Proactive Steps Needed to Address High Burden of Cardiovascular Disease in People Living With HIV

The health of people living with HIV who get tested, are in care and adhere to treatment has dramatically improved with minimal risk of AIDS-related complications. Indeed, today's first-line HIV treatments are potent, very well tolerated and rarely associated with serious toxicity -- allowing individuals to have an excellent quality of life. In this setting, focus is appropriately shifting to long-term health risks for people with HIV.

Among these concerns, it's been known for some time that people with HIV have more frequent cardiovascular disease (CVD), including heart attacks and stroke. A myriad of reasons have been proposed for this, including both HIV-related and traditional factors (such as tobacco smoking, high blood pressure or diabetes).

Our own work with the Centers for Disease Control and Prevention HIV Outpatient Study showed that a significant risk factor in developing CVD is having a low pre-treatment CD4 cell count. Others have shown that hepatitis C virus coinfection is a risk factor for CVD among people with HIV.

Among traditional risk factors, emerging data suggest that people with HIV are particularly at risk of tobacco's negative effects, having greater risk of heart attacks than HIV-negative people who smoke, and the majority of heart attacks in people living with HIV may be attributable to smoking tobacco.

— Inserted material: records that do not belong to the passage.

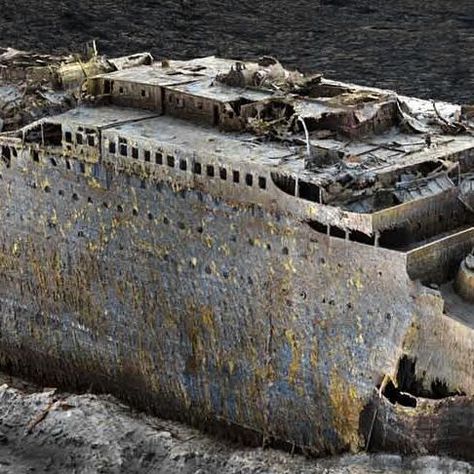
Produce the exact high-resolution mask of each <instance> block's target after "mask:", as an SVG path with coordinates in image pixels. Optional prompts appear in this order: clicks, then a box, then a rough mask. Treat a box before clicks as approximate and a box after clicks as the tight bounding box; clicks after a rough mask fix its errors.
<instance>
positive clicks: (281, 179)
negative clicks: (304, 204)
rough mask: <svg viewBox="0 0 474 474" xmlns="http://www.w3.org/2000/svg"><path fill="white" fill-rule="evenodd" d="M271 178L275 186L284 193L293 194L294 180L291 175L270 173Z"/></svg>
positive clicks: (276, 173) (295, 183)
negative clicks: (273, 182) (270, 174)
mask: <svg viewBox="0 0 474 474" xmlns="http://www.w3.org/2000/svg"><path fill="white" fill-rule="evenodd" d="M271 176H272V180H273V182H274V184H275V186H276V187H277V188H278V189H280V190H282V191H283V192H285V193H286V194H290V195H292V196H294V195H295V192H296V180H295V179H294V178H292V177H291V176H288V175H284V174H278V173H272V175H271Z"/></svg>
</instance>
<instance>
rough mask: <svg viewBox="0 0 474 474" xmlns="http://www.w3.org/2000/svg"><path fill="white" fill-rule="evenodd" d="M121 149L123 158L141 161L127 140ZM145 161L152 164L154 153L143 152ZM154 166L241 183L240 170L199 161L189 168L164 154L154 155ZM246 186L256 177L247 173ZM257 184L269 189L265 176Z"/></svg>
mask: <svg viewBox="0 0 474 474" xmlns="http://www.w3.org/2000/svg"><path fill="white" fill-rule="evenodd" d="M118 144H119V148H118V153H119V155H120V156H123V157H130V158H133V159H135V160H139V159H140V151H141V150H139V148H138V147H135V146H132V147H131V154H130V156H129V146H128V144H127V140H126V139H125V138H120V137H119V143H118ZM109 153H110V154H111V155H116V154H117V144H116V143H115V142H110V143H109ZM142 155H143V161H144V162H145V163H151V162H152V153H151V151H150V150H143V152H142ZM154 164H156V165H166V166H168V167H170V168H175V167H178V168H179V169H180V170H181V171H187V170H188V168H189V169H191V171H192V172H193V173H194V174H196V175H203V174H205V175H206V176H208V177H209V178H215V177H217V176H219V178H220V179H221V180H223V181H227V179H228V178H229V179H231V180H232V182H233V183H235V184H238V183H240V181H241V173H240V171H239V170H232V173H228V171H227V168H225V167H223V166H220V167H216V166H215V165H213V164H207V165H205V166H203V165H202V164H201V163H200V162H198V161H193V163H192V166H191V167H188V162H187V160H186V159H185V158H180V159H179V160H178V159H176V158H175V157H174V156H173V155H166V156H164V154H163V153H162V152H156V153H155V154H154ZM216 168H218V169H216ZM243 180H244V182H245V184H246V185H247V186H253V183H254V177H253V175H252V174H251V173H245V176H244V178H243ZM257 184H258V187H259V188H260V189H267V179H266V178H265V177H264V176H259V177H258V179H257Z"/></svg>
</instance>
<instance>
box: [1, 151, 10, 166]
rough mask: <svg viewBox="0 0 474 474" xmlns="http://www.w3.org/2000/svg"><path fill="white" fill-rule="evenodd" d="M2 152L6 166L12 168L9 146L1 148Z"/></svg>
mask: <svg viewBox="0 0 474 474" xmlns="http://www.w3.org/2000/svg"><path fill="white" fill-rule="evenodd" d="M1 151H2V155H1V156H2V160H3V162H4V163H5V164H6V166H7V168H10V165H11V150H10V148H9V147H8V146H6V145H3V146H2V148H1Z"/></svg>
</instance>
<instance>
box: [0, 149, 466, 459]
mask: <svg viewBox="0 0 474 474" xmlns="http://www.w3.org/2000/svg"><path fill="white" fill-rule="evenodd" d="M0 197H1V200H2V205H1V206H0V217H1V219H2V225H3V226H4V228H5V229H8V232H3V233H2V235H1V242H0V279H1V281H0V305H1V311H0V317H1V320H0V321H1V335H0V354H1V360H2V366H3V367H7V368H8V367H10V368H11V369H14V370H15V371H16V372H22V373H25V374H27V375H29V376H34V377H36V378H39V379H41V380H42V381H43V382H46V383H54V384H61V385H62V386H65V387H78V388H85V387H92V388H93V389H95V390H104V391H112V392H113V393H116V394H117V395H119V396H120V397H122V398H123V399H127V400H129V401H131V402H133V403H134V404H135V405H139V406H141V407H142V408H148V409H150V410H153V411H154V412H155V413H157V414H159V415H161V416H165V417H169V418H178V419H180V420H186V421H190V422H193V423H195V424H199V425H206V426H209V425H210V424H212V423H216V424H224V425H226V424H228V425H229V426H232V427H233V429H234V430H235V431H239V430H240V431H242V432H243V433H246V435H247V436H249V437H250V438H253V439H260V440H263V441H265V440H276V441H282V442H285V443H288V444H289V445H294V446H298V447H300V448H302V449H305V450H307V451H308V452H312V453H314V454H323V453H334V452H340V451H344V450H348V449H351V450H358V449H362V448H364V447H365V446H366V444H367V442H369V444H370V446H369V447H371V448H377V449H387V448H389V449H391V448H393V449H395V448H396V447H397V446H400V445H403V447H404V448H403V449H404V450H406V451H413V452H420V451H423V450H426V452H439V451H437V450H438V449H439V447H440V445H439V444H436V442H432V441H429V440H431V439H432V438H433V436H435V437H436V436H438V437H442V436H443V434H442V433H443V430H444V429H445V425H443V424H440V425H439V429H438V428H436V426H434V427H433V430H434V432H436V433H438V431H439V434H435V435H433V436H432V435H431V434H430V437H429V440H427V441H426V443H425V442H423V441H420V443H421V444H420V445H418V444H417V445H415V444H413V445H412V447H411V448H410V443H408V442H407V443H404V441H400V440H401V439H403V436H404V433H405V432H406V433H408V434H407V436H409V433H410V432H413V429H414V424H413V423H410V422H408V421H406V420H409V419H411V418H409V417H408V418H407V416H408V415H406V413H405V412H403V413H401V412H400V413H401V414H400V413H399V411H397V410H398V408H397V409H395V408H393V407H398V405H393V404H391V403H389V402H385V401H384V404H383V407H385V408H384V410H385V411H386V413H387V415H386V416H383V413H384V411H383V410H378V411H377V412H376V415H375V416H373V415H372V417H370V416H369V419H370V420H371V421H370V423H369V424H367V422H366V421H364V420H365V418H364V416H366V415H364V413H365V414H366V413H369V412H370V413H373V411H372V412H371V411H370V407H371V406H372V403H373V394H374V388H375V387H376V386H379V385H380V384H381V383H382V381H383V379H384V377H385V376H387V374H388V375H389V376H391V377H395V376H396V371H397V368H398V365H399V360H400V358H401V357H402V355H403V354H404V353H405V352H406V351H409V350H410V348H411V349H413V348H414V347H415V343H414V341H416V340H417V337H416V336H414V335H413V324H414V321H417V318H418V317H419V314H420V311H421V310H420V307H423V308H425V309H424V311H428V312H429V314H430V317H431V318H433V319H436V318H438V317H441V316H442V308H441V310H440V309H439V308H438V306H436V305H435V304H433V305H431V306H430V305H428V309H426V308H427V306H426V304H425V301H423V294H424V292H428V290H427V289H424V288H423V287H421V285H419V284H417V283H414V282H412V281H411V280H410V278H409V277H408V275H407V272H406V257H405V254H403V253H401V252H395V251H390V250H387V249H382V248H379V247H374V246H369V245H363V244H359V243H356V242H348V241H345V240H344V239H338V238H333V237H329V236H327V235H324V234H321V233H318V232H316V231H314V230H312V229H311V228H310V226H309V225H308V224H306V223H304V222H301V221H299V220H297V219H295V218H293V217H291V215H285V214H283V213H277V212H275V211H271V210H268V209H265V208H264V207H260V206H256V205H250V204H249V205H245V204H242V203H240V204H236V203H234V202H230V201H225V200H223V199H221V198H218V197H215V196H212V195H211V194H210V193H208V192H207V190H206V189H205V188H203V187H202V186H196V187H194V188H193V187H187V188H182V189H180V188H179V187H176V186H172V185H171V184H169V183H167V182H164V181H152V180H145V179H142V177H140V176H138V175H136V174H133V173H128V174H127V173H124V172H119V171H116V170H114V169H108V168H106V167H105V166H104V165H101V164H96V165H95V166H94V168H93V176H91V175H90V174H89V172H88V171H87V169H85V168H84V167H81V166H80V163H79V162H77V161H75V160H69V161H68V160H66V159H64V158H63V157H60V156H54V157H53V156H43V157H41V159H40V160H38V161H35V160H32V159H31V155H30V153H29V151H28V150H24V151H20V152H19V153H18V156H17V157H16V159H15V160H12V162H11V163H9V165H8V166H5V167H3V169H2V181H1V186H0ZM420 295H421V297H420ZM428 298H430V296H429V292H428ZM438 313H440V314H438ZM421 327H422V329H423V327H424V326H423V323H422V324H421ZM422 333H423V331H422V330H420V331H419V334H422ZM466 344H468V342H465V341H464V342H462V341H461V343H460V346H459V347H460V348H461V349H463V347H464V346H466ZM443 350H444V347H438V351H440V353H442V352H443ZM414 356H415V357H416V351H415V354H414ZM472 357H473V355H472V352H471V353H470V355H469V356H468V359H469V361H471V360H472ZM459 359H460V360H462V359H465V357H463V356H462V354H460V355H459ZM463 370H465V366H463V365H462V364H461V363H459V367H458V368H455V369H454V372H455V373H454V375H453V380H456V383H457V380H458V379H461V378H462V376H463V373H462V372H463ZM456 371H457V372H456ZM471 375H472V374H471ZM448 383H449V381H448ZM472 383H473V382H472V377H471V379H469V380H467V382H466V384H467V385H466V387H467V388H470V387H471V386H472ZM464 388H465V387H464ZM466 391H467V390H466ZM455 398H457V397H455ZM459 399H464V397H459ZM384 400H385V399H384ZM463 403H464V402H461V403H460V402H458V401H457V400H455V401H453V403H451V402H450V401H449V400H448V401H446V402H445V403H444V404H443V407H444V408H443V410H445V411H444V413H446V416H445V415H443V417H446V418H449V416H450V415H449V414H450V413H451V411H452V412H453V413H460V410H461V411H463V410H464V411H465V412H466V413H470V414H472V400H471V401H469V402H466V403H464V404H463ZM460 407H461V408H460ZM462 407H464V408H462ZM407 409H408V408H407ZM413 415H414V417H415V418H414V419H416V418H417V416H418V415H417V413H416V411H414V412H413ZM367 416H368V415H367ZM456 416H457V415H456ZM393 419H396V423H398V425H397V426H399V429H398V431H397V429H393V430H392V431H390V435H389V436H385V437H383V436H382V437H380V436H378V433H379V432H380V431H381V430H384V429H386V427H387V426H388V424H391V423H392V422H393ZM466 419H467V418H466ZM471 419H472V418H471ZM415 424H416V423H415ZM446 426H447V425H446ZM471 426H472V425H471ZM375 434H377V436H375ZM455 437H456V438H457V437H458V435H456V436H455ZM459 438H460V439H464V434H463V433H462V430H459ZM472 439H473V437H472V436H471V437H470V438H469V440H468V441H466V442H465V443H464V444H462V445H460V446H461V447H460V448H459V449H458V450H457V451H456V452H454V454H458V455H460V456H464V457H469V456H472V452H473V451H474V450H473V449H472ZM397 440H398V441H397ZM397 443H398V444H397ZM470 453H471V454H470Z"/></svg>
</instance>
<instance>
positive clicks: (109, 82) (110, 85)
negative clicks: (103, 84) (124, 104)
mask: <svg viewBox="0 0 474 474" xmlns="http://www.w3.org/2000/svg"><path fill="white" fill-rule="evenodd" d="M111 90H112V87H111V84H110V81H109V80H108V79H106V80H105V81H104V94H110V91H111Z"/></svg>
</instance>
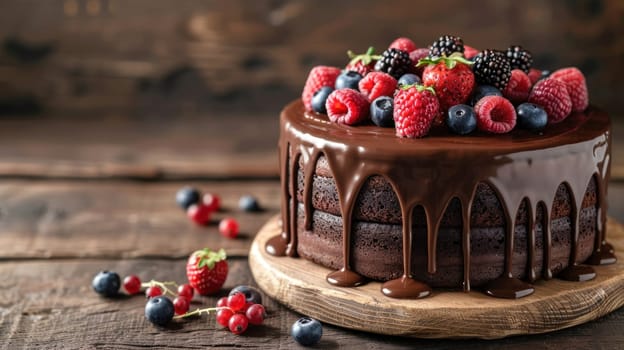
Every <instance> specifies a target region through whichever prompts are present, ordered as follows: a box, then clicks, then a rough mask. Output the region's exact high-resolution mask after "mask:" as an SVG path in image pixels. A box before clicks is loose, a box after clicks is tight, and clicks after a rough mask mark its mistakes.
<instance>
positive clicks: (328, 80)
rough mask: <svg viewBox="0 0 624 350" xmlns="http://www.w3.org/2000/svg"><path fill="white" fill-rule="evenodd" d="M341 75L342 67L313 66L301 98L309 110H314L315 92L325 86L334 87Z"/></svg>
mask: <svg viewBox="0 0 624 350" xmlns="http://www.w3.org/2000/svg"><path fill="white" fill-rule="evenodd" d="M339 75H340V69H339V68H336V67H329V66H316V67H314V68H312V70H311V71H310V73H309V74H308V79H307V80H306V83H305V85H304V87H303V92H302V93H301V99H302V100H303V104H304V105H305V108H306V109H307V110H308V111H311V110H312V96H314V93H315V92H317V91H319V90H320V89H321V88H322V87H323V86H329V87H331V88H333V87H334V84H335V82H336V78H338V76H339Z"/></svg>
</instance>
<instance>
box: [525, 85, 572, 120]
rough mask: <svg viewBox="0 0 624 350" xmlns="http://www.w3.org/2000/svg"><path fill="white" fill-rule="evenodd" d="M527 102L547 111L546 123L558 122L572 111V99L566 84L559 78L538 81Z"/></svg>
mask: <svg viewBox="0 0 624 350" xmlns="http://www.w3.org/2000/svg"><path fill="white" fill-rule="evenodd" d="M529 102H531V103H534V104H536V105H538V106H541V107H542V108H544V110H545V111H546V113H548V123H551V124H553V123H559V122H561V121H563V120H564V119H565V118H567V117H568V115H569V114H570V112H571V111H572V101H571V100H570V95H569V94H568V89H567V87H566V84H565V83H563V82H562V81H561V80H559V79H554V78H546V79H543V80H540V81H538V82H537V83H536V84H535V86H533V89H532V90H531V94H529Z"/></svg>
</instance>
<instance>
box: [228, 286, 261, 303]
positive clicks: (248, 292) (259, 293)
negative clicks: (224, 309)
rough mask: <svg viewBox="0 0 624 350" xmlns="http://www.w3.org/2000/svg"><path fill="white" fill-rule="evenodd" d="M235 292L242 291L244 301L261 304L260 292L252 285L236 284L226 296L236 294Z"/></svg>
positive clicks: (238, 292) (228, 295)
mask: <svg viewBox="0 0 624 350" xmlns="http://www.w3.org/2000/svg"><path fill="white" fill-rule="evenodd" d="M236 293H243V294H244V295H245V301H246V302H248V303H254V304H262V294H260V291H258V290H257V289H256V288H254V287H252V286H248V285H240V286H236V287H234V288H232V290H231V291H230V294H229V295H228V296H230V295H233V294H236Z"/></svg>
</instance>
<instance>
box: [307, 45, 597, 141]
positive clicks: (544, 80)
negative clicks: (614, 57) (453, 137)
mask: <svg viewBox="0 0 624 350" xmlns="http://www.w3.org/2000/svg"><path fill="white" fill-rule="evenodd" d="M348 56H349V58H350V60H349V61H348V62H347V63H346V65H345V67H344V68H343V69H340V68H338V67H330V66H316V67H314V68H313V69H312V70H311V71H310V73H309V75H308V78H307V81H306V84H305V86H304V89H303V92H302V101H303V105H304V107H305V109H306V110H307V111H310V112H316V113H320V114H325V115H327V117H328V119H329V120H330V121H331V122H334V123H339V124H345V125H351V126H355V125H357V126H358V127H366V128H367V132H369V133H370V132H372V133H375V131H372V130H373V129H371V128H379V129H381V128H393V129H394V132H393V133H394V134H395V135H396V136H398V137H401V138H421V137H425V136H427V135H432V136H435V135H442V134H444V135H447V134H449V132H450V133H451V134H456V135H466V134H476V135H487V134H506V133H510V132H512V131H513V132H512V134H520V135H522V134H526V133H530V134H531V135H535V134H544V133H547V132H548V129H554V130H556V133H561V132H563V131H564V130H562V127H561V126H557V125H556V124H560V123H562V122H563V121H565V120H566V119H568V118H569V117H570V116H571V115H575V114H579V113H580V112H583V111H585V110H586V109H587V107H588V104H589V98H588V91H587V84H586V82H585V77H584V75H583V73H582V72H581V71H580V70H578V69H577V68H574V67H567V68H561V69H558V70H555V71H554V72H552V73H550V72H549V71H545V70H540V69H537V68H534V67H532V64H533V58H532V54H531V53H530V52H529V51H528V50H525V49H524V48H522V47H521V46H517V45H512V46H510V47H509V48H507V49H506V50H504V51H499V50H493V49H485V50H482V51H479V50H477V49H475V48H472V47H470V46H468V45H464V42H463V40H462V39H461V38H460V37H457V36H451V35H444V36H441V37H440V38H439V39H438V40H436V41H434V42H433V43H432V44H431V45H429V46H428V47H426V48H418V47H417V46H416V44H415V43H414V42H413V41H412V40H410V39H408V38H398V39H396V40H395V41H393V42H392V43H391V44H390V46H389V47H388V49H386V50H385V51H383V52H382V53H381V54H379V55H377V54H375V52H374V49H373V48H372V47H371V48H369V49H368V50H367V51H366V52H365V53H363V54H354V53H353V52H351V51H349V52H348ZM585 115H590V114H589V113H586V114H585ZM571 124H573V125H575V124H576V123H571ZM520 129H524V130H525V131H520ZM516 130H518V131H516ZM380 133H388V131H380ZM472 141H474V140H472Z"/></svg>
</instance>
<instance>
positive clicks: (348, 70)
mask: <svg viewBox="0 0 624 350" xmlns="http://www.w3.org/2000/svg"><path fill="white" fill-rule="evenodd" d="M360 80H362V75H361V74H360V73H358V72H355V71H352V70H347V71H342V73H340V75H339V76H338V78H336V90H338V89H353V90H358V84H359V83H360Z"/></svg>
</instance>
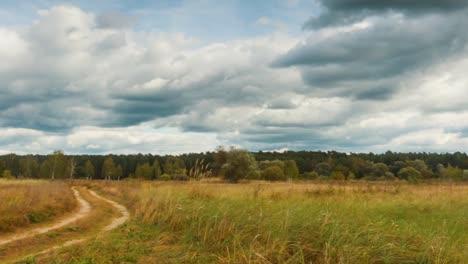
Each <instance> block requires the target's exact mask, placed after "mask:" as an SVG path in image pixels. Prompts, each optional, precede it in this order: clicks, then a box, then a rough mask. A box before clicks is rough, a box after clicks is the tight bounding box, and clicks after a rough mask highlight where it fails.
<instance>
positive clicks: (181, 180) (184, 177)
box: [172, 174, 190, 181]
mask: <svg viewBox="0 0 468 264" xmlns="http://www.w3.org/2000/svg"><path fill="white" fill-rule="evenodd" d="M172 180H174V181H189V180H190V177H189V176H187V175H185V174H176V175H174V176H172Z"/></svg>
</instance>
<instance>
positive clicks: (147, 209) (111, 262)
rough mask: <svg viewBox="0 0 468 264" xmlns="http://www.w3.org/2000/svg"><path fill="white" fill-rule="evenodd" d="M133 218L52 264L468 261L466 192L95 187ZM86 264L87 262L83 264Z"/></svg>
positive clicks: (404, 262)
mask: <svg viewBox="0 0 468 264" xmlns="http://www.w3.org/2000/svg"><path fill="white" fill-rule="evenodd" d="M99 188H100V189H101V190H102V191H103V192H104V193H107V194H108V195H113V196H114V197H115V198H117V199H120V200H121V201H124V202H126V203H127V205H128V206H129V207H130V208H131V209H132V211H133V219H132V220H131V222H130V223H128V224H127V225H126V226H124V227H122V228H120V229H119V230H117V231H115V232H112V233H111V234H109V235H106V236H105V237H103V238H101V239H99V240H96V241H93V242H90V243H88V244H87V245H86V246H81V247H77V248H72V249H67V250H65V253H63V254H61V255H59V256H57V257H55V258H54V261H55V263H464V262H466V260H468V234H466V230H468V217H467V216H468V199H467V198H468V187H467V186H450V185H416V186H411V185H401V184H380V183H377V184H372V185H369V184H363V183H351V184H346V185H343V184H286V183H285V184H258V183H254V184H239V185H230V184H204V183H188V184H171V183H168V184H156V183H143V184H139V183H134V184H129V183H125V184H123V183H117V184H113V185H106V186H100V187H99ZM83 261H84V262H83Z"/></svg>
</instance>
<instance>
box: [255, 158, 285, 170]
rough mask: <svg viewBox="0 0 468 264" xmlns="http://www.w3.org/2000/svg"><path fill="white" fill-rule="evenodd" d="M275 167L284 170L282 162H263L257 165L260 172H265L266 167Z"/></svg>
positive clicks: (271, 160) (284, 164) (266, 167)
mask: <svg viewBox="0 0 468 264" xmlns="http://www.w3.org/2000/svg"><path fill="white" fill-rule="evenodd" d="M273 166H277V167H280V168H281V169H282V170H284V167H285V163H284V161H282V160H277V159H276V160H263V161H260V162H259V163H258V167H259V169H261V170H265V169H266V168H268V167H273Z"/></svg>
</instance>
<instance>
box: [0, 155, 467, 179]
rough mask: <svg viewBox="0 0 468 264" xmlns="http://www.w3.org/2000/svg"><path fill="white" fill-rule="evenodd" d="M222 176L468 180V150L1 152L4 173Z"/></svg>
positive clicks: (82, 174)
mask: <svg viewBox="0 0 468 264" xmlns="http://www.w3.org/2000/svg"><path fill="white" fill-rule="evenodd" d="M213 176H214V177H217V176H222V177H224V178H225V179H227V180H229V181H233V182H236V181H239V180H241V179H261V180H269V181H284V180H295V179H321V180H327V179H331V180H351V179H364V180H397V179H402V180H407V181H418V180H424V179H444V180H452V181H461V180H468V155H467V154H466V153H461V152H456V153H397V152H391V151H388V152H386V153H382V154H374V153H366V154H365V153H340V152H335V151H329V152H321V151H285V152H248V151H246V150H242V149H236V148H224V147H219V148H217V149H216V150H215V151H213V152H205V153H189V154H183V155H178V156H173V155H164V156H161V155H152V154H135V155H67V154H65V153H64V152H62V151H54V152H53V153H50V154H49V155H16V154H14V153H11V154H7V155H2V156H0V177H4V178H37V179H64V178H81V179H104V180H120V179H125V178H138V179H145V180H189V179H194V180H198V179H201V178H206V177H213Z"/></svg>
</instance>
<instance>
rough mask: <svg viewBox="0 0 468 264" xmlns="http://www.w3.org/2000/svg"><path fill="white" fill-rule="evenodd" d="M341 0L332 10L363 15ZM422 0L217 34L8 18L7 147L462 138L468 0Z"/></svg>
mask: <svg viewBox="0 0 468 264" xmlns="http://www.w3.org/2000/svg"><path fill="white" fill-rule="evenodd" d="M302 2H303V1H302ZM302 2H301V3H299V5H300V4H302ZM332 2H333V1H331V2H330V3H329V4H330V6H328V8H329V9H330V10H331V11H326V12H344V10H346V14H347V15H352V14H353V13H359V14H361V11H359V10H361V9H360V8H357V7H354V6H353V7H344V6H341V5H339V6H338V4H336V3H338V2H336V1H335V4H334V5H332ZM384 2H385V1H384ZM340 3H341V2H340ZM346 3H348V4H350V5H351V4H352V3H355V2H352V1H348V2H346ZM356 3H357V2H356ZM360 3H361V4H362V5H364V4H366V5H368V4H369V3H367V2H366V1H360ZM395 3H397V2H395ZM400 4H401V3H400ZM412 8H413V9H411V8H410V7H407V8H405V9H404V8H403V7H398V6H396V5H394V6H390V5H387V6H386V7H379V8H377V7H372V8H371V7H365V8H364V7H363V9H368V10H371V11H372V12H370V11H366V12H369V13H366V14H365V16H363V17H362V20H359V22H357V23H355V22H354V21H352V22H351V24H346V25H331V24H330V25H329V26H327V27H325V28H313V29H310V30H308V31H305V32H303V33H302V34H301V35H299V36H297V35H295V36H292V35H287V34H285V33H271V34H266V35H262V36H256V37H249V38H238V39H234V40H229V41H228V40H225V41H218V42H211V43H206V42H203V41H200V40H197V39H195V38H193V37H192V36H190V35H188V34H186V33H175V32H154V31H147V30H142V29H138V30H136V29H134V28H132V27H131V25H119V24H118V23H117V24H115V23H114V24H113V23H108V24H107V26H105V25H104V24H103V23H102V21H100V19H102V18H100V16H99V15H96V14H94V13H91V12H85V11H83V10H82V9H80V8H78V7H75V6H69V5H61V6H55V7H52V8H50V9H48V10H45V11H41V12H40V14H39V15H38V17H37V20H35V21H33V22H31V23H30V24H29V25H25V26H22V27H20V28H18V27H5V26H4V27H1V28H0V37H2V40H3V41H2V42H1V43H0V92H1V93H2V97H0V111H1V114H0V127H1V129H0V146H1V148H2V151H3V152H8V151H15V152H22V153H47V152H50V151H52V150H54V149H64V150H65V151H67V152H70V153H109V152H113V153H132V152H157V153H181V152H187V151H205V150H211V149H213V148H214V147H215V146H216V145H218V144H234V145H238V146H242V147H245V148H249V149H252V150H259V149H264V150H274V149H285V148H287V149H290V150H297V149H312V150H316V149H321V150H331V149H335V150H341V151H386V150H387V149H392V150H436V151H444V150H447V151H449V150H454V149H457V148H463V147H465V146H468V144H467V143H468V140H467V137H468V135H467V134H468V133H466V131H468V125H466V124H468V111H467V107H468V105H467V103H466V102H465V101H466V100H464V97H465V93H466V89H465V88H466V83H467V81H468V80H467V77H466V69H467V68H468V62H467V58H468V55H467V54H468V52H467V51H466V44H467V39H466V37H465V35H466V34H464V32H462V30H463V28H464V27H465V26H466V19H465V14H466V12H465V10H458V11H456V10H452V9H450V8H447V9H443V8H439V9H440V10H439V11H437V10H436V11H434V10H435V9H425V8H423V7H418V8H416V7H412ZM416 9H417V10H419V11H418V12H416ZM353 10H357V11H353ZM377 10H379V11H377ZM380 10H382V11H380ZM405 10H414V11H411V12H410V11H405ZM376 12H379V13H378V15H376V14H377V13H376ZM446 12H450V16H448V15H446V14H447V13H446ZM324 14H325V13H324ZM269 15H270V14H269ZM256 17H259V16H256ZM272 19H273V17H272ZM250 21H253V20H250ZM271 21H273V20H271ZM250 23H251V22H250Z"/></svg>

Appreciating that the life expectancy of people with HIV who have access to care and treatment is approaching normal, it is of special interest to estimate the burden of CVD in the HIV-positive population. A new study looks at this question by comparing simulated populations of people: the U.S. general population, HIV-negative people at-risk for HIV, and people with HIV. The second is a particularly relevant group to compare with, since many people with HIV have increased rates of CVD risk factors, such as tobacco smoking or hepatitis C virus infection. The analysis looked at rates of CVD cases (both pre-existing and new events) and their effect on survival and death. For the HIV-positive population, the investigators assumed a relatively young average age of 36, pre-treatment CD4 count of 351 and adherence to antiretroviral treatment with a current CD4 of 751.

The study results suggest that life expectancy for people with HIV approaches that of HIV-negative, at-risk individuals (70 versus 76 years for males; 67 versus 73 years for females), but there is still an estimated difference of about six years. For new cases of CVD ("incident cases"), People living with HIV were at greatest risk, with an estimated 21% of males and 14% of females affected by age 60. Male individuals with HIV had lifelong increased CVD risk compared with the general population, but it decreased for females over the age of 70, when the risk in the general population increased. Overall, 65% of male and 44% of female individuals with HIV were projected to have a lifetime risk of CVD.

This study reinforces the important health risk of CVD for people living with HIV. The authors estimate that, even with successful antiretroviral therapy, nearly one in two individuals with HIV may have CVD in their lifetimes -- a risk greater than in either the general population or HIV-negative, at-risk people. Indeed, the increased CVD risk in people with HIV is comparable with the effect of diabetes.

The study has several important implications. While getting tested (preferably early), getting on and adhering to modern antiretroviral therapy, and achieving durable HIV viral load suppression are the first critical steps toward improving health and quality of life for people living with HIV, we must all (policy makers, care providers, educators and people with HIV) fully appreciate how commonly the serious health implications of CVD can impact the lives of people with HIV.

For people with HIV, this means talking with your doctor to address the following:

  • Assessing CVD risk and risk factors.
  • Changing behavioral risk factors such as tobacco smoking, diet and exercise.
  • Diagnosing and treating underlying health risks (such as diabetes or high blood pressure).
  • Curing hepatitis C virus infection.

Given the important role that tobacco smoking plays in CVD risk, you and your doctor should prioritize quitting smoking. While completely quitting tobacco remains a laudable goal, reducing tobacco use is also considered a good thing and should not be seen as a failure.

Long, healthy life is possible for people living with HIV who have access to care, but CVD may negatively affect that prospect for many. Proactive steps to deal with CVD prevention and harm reduction should help reduce the burden of CVD for people living with HIV in the future.

Benjamin Young, M.D., Ph.D., is senior vice president and chief medical officer of the International Association of Providers of AIDS Care (IAPAC) and provides care for people living with HIV at APEX Family Medicine in Denver.